TDP Genel Başkanı Cemal Özyiğit, Kıbrıs konusunda gelinen aşamada, yaşanan gerginliğin giderilmesi ve müzakere masasının yeniden kurulması için adadaki çözüm ve barış güçlerine büyük görev düştüğünü kaydetti. Özyiğit, “Çözüm, barış ve demokrasi güçlerine tam da bu aşamada büyük görev düşmektedir. Mevcut durum daha da pekişmeden birlikte harekete geçerek federal Kıbrıs için mücadele zeminini yükseltmeliyiz” dedi.
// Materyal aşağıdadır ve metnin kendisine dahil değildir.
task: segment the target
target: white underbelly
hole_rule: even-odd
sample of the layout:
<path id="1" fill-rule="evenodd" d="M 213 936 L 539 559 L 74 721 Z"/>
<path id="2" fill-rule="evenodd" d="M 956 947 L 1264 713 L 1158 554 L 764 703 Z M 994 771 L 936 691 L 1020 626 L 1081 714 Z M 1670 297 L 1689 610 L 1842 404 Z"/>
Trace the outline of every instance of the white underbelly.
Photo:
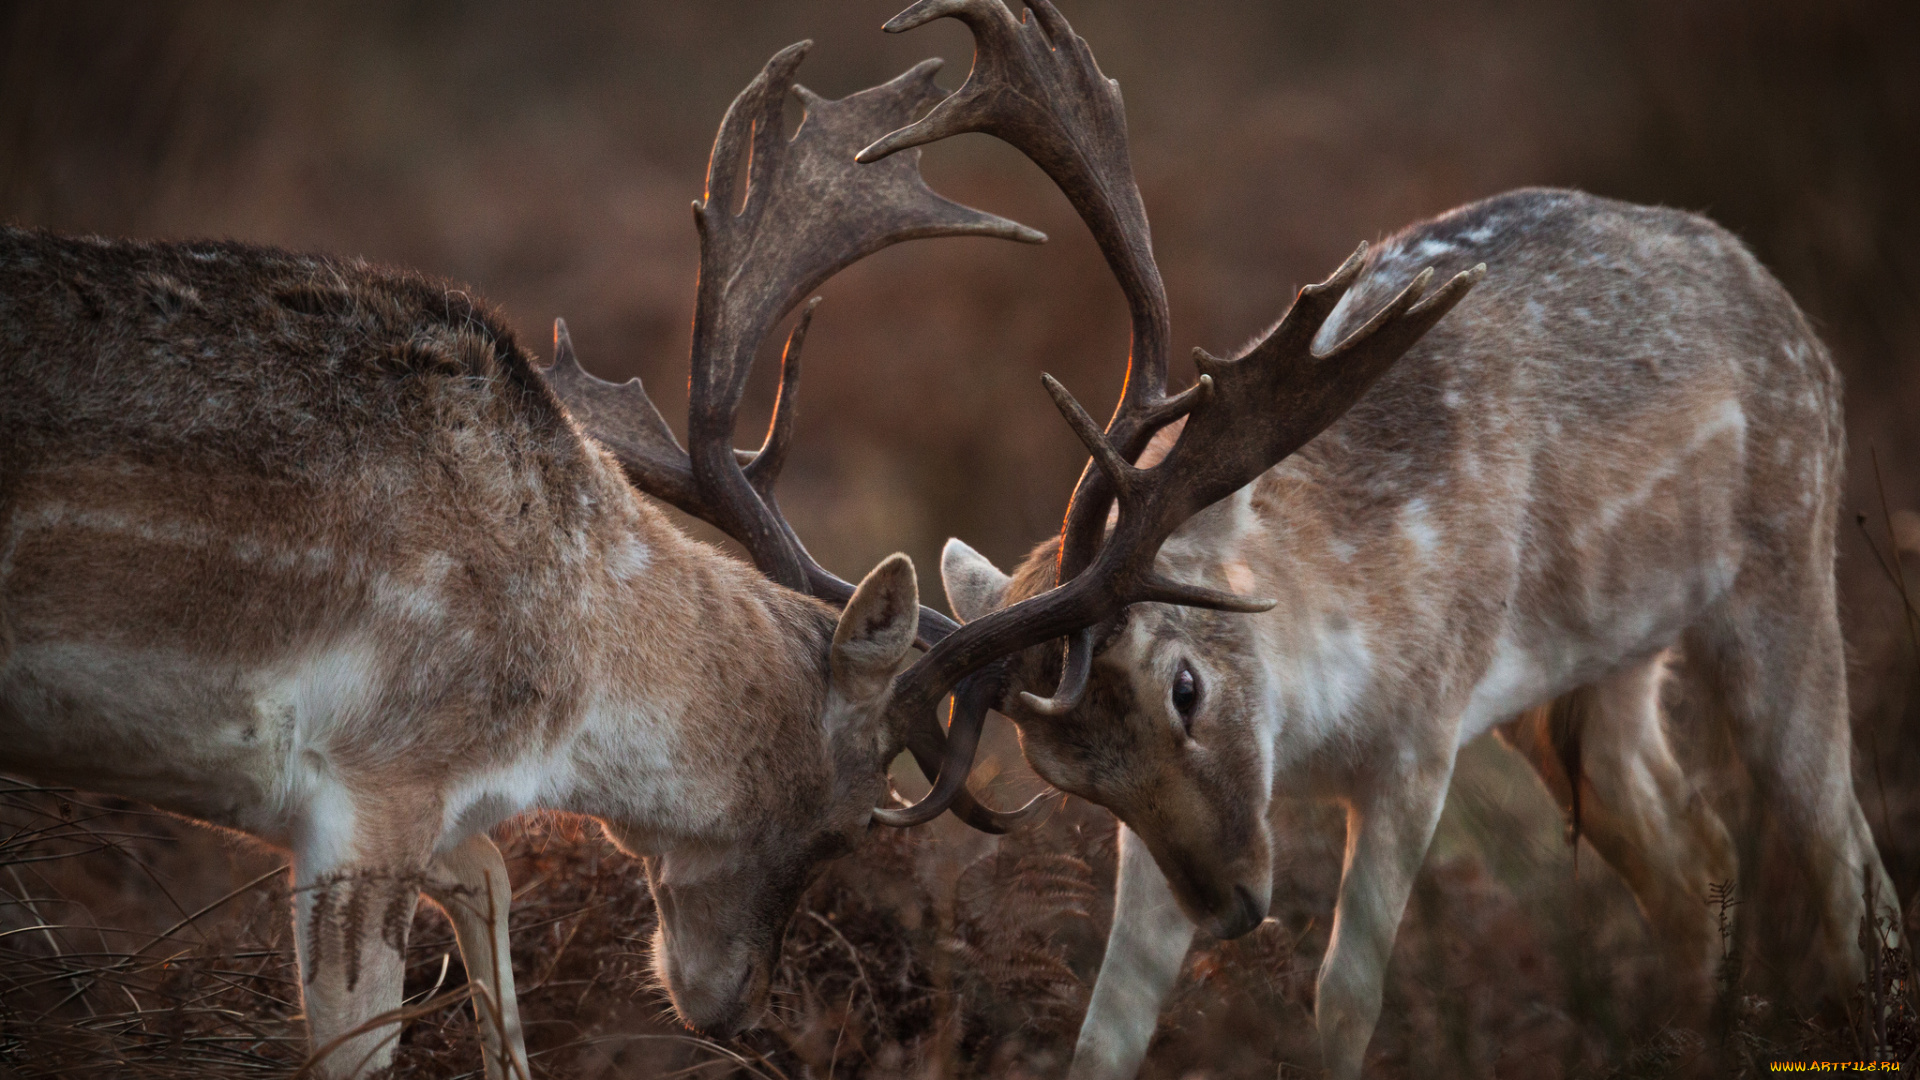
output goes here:
<path id="1" fill-rule="evenodd" d="M 1666 603 L 1649 603 L 1632 618 L 1616 620 L 1599 634 L 1529 634 L 1510 626 L 1495 642 L 1493 658 L 1467 699 L 1460 716 L 1459 745 L 1623 664 L 1671 646 L 1699 617 L 1703 606 L 1699 599 L 1708 595 L 1702 589 L 1691 597 L 1682 594 Z"/>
“MEKİK DİPLOMASİSİ GEREKLİ”

BM Genel Sekreteri’nin Kıbrıs Özel Danışmanı Espen Barth Eide’nin Ankara ve Atina ziyaretlerinin ardından Kıbrıs’a gelerek mekik diplomasisi yaptığını, bu çerçevede TDP olarak kendileri ile de görüştüğünü kaydeden Özyiğit, ortaya çıkan olumsuz durumdan tek çıkış yolunun diyalog olduğu bilinciyle hareket edilmesinin ve mekik diplomasisine devam edilmesinin önemine dikkat çekti.
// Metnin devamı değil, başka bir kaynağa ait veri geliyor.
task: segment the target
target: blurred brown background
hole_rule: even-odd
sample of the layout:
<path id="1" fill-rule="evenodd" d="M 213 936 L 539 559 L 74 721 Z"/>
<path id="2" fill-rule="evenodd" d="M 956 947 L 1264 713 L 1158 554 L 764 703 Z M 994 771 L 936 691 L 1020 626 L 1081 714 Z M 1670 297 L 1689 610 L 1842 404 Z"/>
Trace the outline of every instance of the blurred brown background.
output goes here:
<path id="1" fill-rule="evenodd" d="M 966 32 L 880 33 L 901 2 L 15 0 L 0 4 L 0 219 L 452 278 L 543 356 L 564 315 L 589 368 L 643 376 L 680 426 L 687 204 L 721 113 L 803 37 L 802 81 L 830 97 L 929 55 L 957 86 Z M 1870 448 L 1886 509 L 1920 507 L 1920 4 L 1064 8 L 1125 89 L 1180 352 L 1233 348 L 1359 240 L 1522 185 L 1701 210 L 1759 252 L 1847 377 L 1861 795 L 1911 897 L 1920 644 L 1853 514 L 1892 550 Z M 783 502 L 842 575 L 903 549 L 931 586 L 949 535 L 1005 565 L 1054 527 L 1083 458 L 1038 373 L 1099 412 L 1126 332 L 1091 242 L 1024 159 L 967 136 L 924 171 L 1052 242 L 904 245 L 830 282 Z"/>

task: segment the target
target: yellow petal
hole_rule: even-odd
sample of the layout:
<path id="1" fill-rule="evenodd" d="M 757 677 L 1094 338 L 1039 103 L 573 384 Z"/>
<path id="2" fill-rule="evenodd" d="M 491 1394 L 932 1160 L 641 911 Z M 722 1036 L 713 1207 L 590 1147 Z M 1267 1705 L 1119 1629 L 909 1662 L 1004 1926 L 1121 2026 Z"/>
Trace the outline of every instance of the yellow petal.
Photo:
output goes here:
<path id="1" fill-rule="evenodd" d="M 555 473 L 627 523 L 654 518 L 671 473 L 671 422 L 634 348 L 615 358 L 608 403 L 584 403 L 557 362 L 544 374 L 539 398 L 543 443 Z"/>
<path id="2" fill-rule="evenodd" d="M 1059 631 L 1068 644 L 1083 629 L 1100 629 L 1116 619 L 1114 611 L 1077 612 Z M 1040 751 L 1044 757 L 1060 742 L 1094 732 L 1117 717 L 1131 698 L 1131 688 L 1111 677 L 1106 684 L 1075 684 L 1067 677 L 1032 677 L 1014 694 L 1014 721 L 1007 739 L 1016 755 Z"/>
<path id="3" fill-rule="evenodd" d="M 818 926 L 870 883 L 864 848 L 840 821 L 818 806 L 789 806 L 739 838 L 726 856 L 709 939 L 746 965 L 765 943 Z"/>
Güç gösterisi veya bölgesel liderlik kavgası yapmak yerine, diplomasi ile sorunun aşılması yönündeki girişimlerin sürmesi gerektiğini kaydeden Özyiğit, bu çerçevede liderler görüşmesine kadar müzakerecilerin bir araya gelerek hazırlık yapmasının da gerekli olduğunu belirtti.

“GÖNÜLLERDEKİ ASLAN…”

Özyiğit, Müzakereci Ergün Olgun’un “Kıbrıs sorununda olası çözümsüzlüğün hazırlığı yapılmalı" açıklamasını ise, “Federal çözüme hiçbir zaman inanmamış, çözümsüzlük çözümdür anlayışındaki siyasi düşüncelerin, kriz ortamını fırsat bilerek gönüllerindeki aslanı dışa vurmaları” olarak değerlendirdi.

“ÇÖZÜM, FEDERAL BİR KIBRIS’I ÖNGÖRMELİDİR”

TDP olarak 11 Şubat’ta imzalanan ve iki bölgeli, iki toplumlu, siyasi eşitliğe dayalı federasyon ile tek egemenlik, tek vatandaşlık ve uluslararası tek kimlik olgularını içeren Ortak Metni desteklediklerini ve bu metin zemininde görüşmelerin başlayarak kısa sürede sonuca ulaşılmasını istediklerini belirten Özyiğit, “Taraflar gerginlik ortamına son verecek adımları atarak, müzakerelerin yeniden başlamasına ve al-ver sürecine geçilmesine olanak sağlamalıdır. Çözümsüzlüğün tüm Kıbrıslıların zararına olduğunu artık herkes anlamalıdır” diye ekledi.